You have to be your own best friend first.


  1. Some people call these types of friends/acquaintances "psychic vampires" because they drain you of your life's energy. I think this is a pretty apt description and have known a few myself. Unfortunately, these psychic vampires do not take to sitting down to talk about things. They really just want to feed off of your sympathy, or if you are unresponsive, to use you as a sounding board. As a crisis counselor, I am prone to listen to people the first few times they need someone to complain to. But as crisis counselor, I also know that after a bit, it's time to ask them what they are going to do about it---to put it briefly.

    Glad you posted this on CHRW.

  2. Great post!
    I can absolutely relate to this. I did have a friend who was always complaining, talking over me and belittling me.
    I realized I was really starting to resent her and that was not healthy for me.
    Finally, she snapped on me because I was hanging out with friends she no longer talked to and I just let it go. Normally I'd be calling and texting to apologize but I realized it was better if we just parted.
    One of the best things I ever did for myself.

  3. In the last 10 years I've become much more honest in my relationships with people. Instead of namby-pambying them and always taking care of their feelings over my own, I try to tell it like it is, always in a kind way of course, then deal with the consequences. I feel that if we want to be in a relationship, we've gotta keep it real and if not, then "bye bye".

  4. Wow.
    To all those for whom I've become an energy sucker, I apologize. For those who try to bleed me dry, seeya!

    But seriously, this is also a good time to evaluate what kind of a friend each of us is. I'll try to do betta.

  5. I find the older I get, the less tolerant I am of people who would suck the life from me. However, raised in an Italian family, I have 'guilt' issues so I can't seem to walk away the way I would often like to do. I have stepped back, though, so maybe that's a start?

    Great post as always, Sandy. Excellent advice that shows us it's okay to take care of ourselves first.

  6. I've had a few of these throught my life. One I stuck with until she stopped over at my house one time and had a major meltdown at my husband. I stopped answering her calls, and didn't respond to the many notes she left, until one day she left one at my workplace. So I wrote her one back and told her not to contact me again. I haven't spoken to her since, and I haven't missed it. Not long after I severed ties with this friend, I started writing fiction again!

  7. No better teacher than experience. Sounds like you've all lived this and we're on the same page. Way to own your life and stand up for your future!
    People that suck you dry are often oblivious that they're the grand canyon. It's not your job to do the impossible and fill them up.
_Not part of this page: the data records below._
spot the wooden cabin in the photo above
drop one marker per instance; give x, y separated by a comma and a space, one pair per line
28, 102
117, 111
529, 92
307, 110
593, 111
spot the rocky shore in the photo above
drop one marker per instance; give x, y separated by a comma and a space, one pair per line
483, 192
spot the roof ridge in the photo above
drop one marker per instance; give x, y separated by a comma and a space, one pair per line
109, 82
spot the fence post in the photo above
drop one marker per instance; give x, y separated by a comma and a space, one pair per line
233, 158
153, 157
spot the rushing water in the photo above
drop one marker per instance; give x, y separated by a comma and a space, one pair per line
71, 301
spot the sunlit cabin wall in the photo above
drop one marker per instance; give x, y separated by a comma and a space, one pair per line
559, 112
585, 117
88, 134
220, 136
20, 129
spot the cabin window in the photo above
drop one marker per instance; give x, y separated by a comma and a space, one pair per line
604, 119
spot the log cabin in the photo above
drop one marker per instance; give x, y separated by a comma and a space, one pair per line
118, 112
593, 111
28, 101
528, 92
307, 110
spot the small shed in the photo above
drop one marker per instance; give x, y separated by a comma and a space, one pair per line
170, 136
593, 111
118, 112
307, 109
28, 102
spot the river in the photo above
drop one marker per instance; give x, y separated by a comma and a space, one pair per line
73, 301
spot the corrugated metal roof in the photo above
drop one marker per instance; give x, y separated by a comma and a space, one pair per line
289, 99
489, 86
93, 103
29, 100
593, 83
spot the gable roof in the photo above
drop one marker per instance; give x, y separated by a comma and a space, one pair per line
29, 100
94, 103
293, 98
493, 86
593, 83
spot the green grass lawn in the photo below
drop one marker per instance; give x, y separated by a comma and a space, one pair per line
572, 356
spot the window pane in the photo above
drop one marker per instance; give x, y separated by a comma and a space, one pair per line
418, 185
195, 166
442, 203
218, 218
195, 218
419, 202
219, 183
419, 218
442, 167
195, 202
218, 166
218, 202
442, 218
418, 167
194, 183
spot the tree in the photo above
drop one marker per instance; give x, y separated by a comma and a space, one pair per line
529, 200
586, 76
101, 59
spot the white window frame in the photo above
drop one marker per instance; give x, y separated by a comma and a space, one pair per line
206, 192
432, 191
No one can.

    Thank you for your insightful comments.
    You girls rock!

  8. Another valuable lesson, but sadly, not one I can apply at this time. My "psychic vampire" (loved that reference) works with me. There's only two paralegals, me and her. Makes work very difficult sometimes, and when I've tried to "talk" to her, she tattles that I'm causing trouble. I just keep my mouth shut and do my work. The vampire is my father. I smile a lot, pray a lot more, and keep writing to my "happy place."

  9. I've done this. There are just those who don't get it. Thanks Sandy!

  10. I think we all know 'physic vampires.' I really love that phrase. Sometimes we each need that support. The operative word is sometimes. Constant blood letting can wear you and the relationship out. But sometimes ending the relationship is the only thing you can do for your own sanity.

    Thanks for the post. It's excellent.

    ... Ruth

  11. There's actually a book called "Psychic Vampires," found in the metaphysical section of the bookstore, not psychological.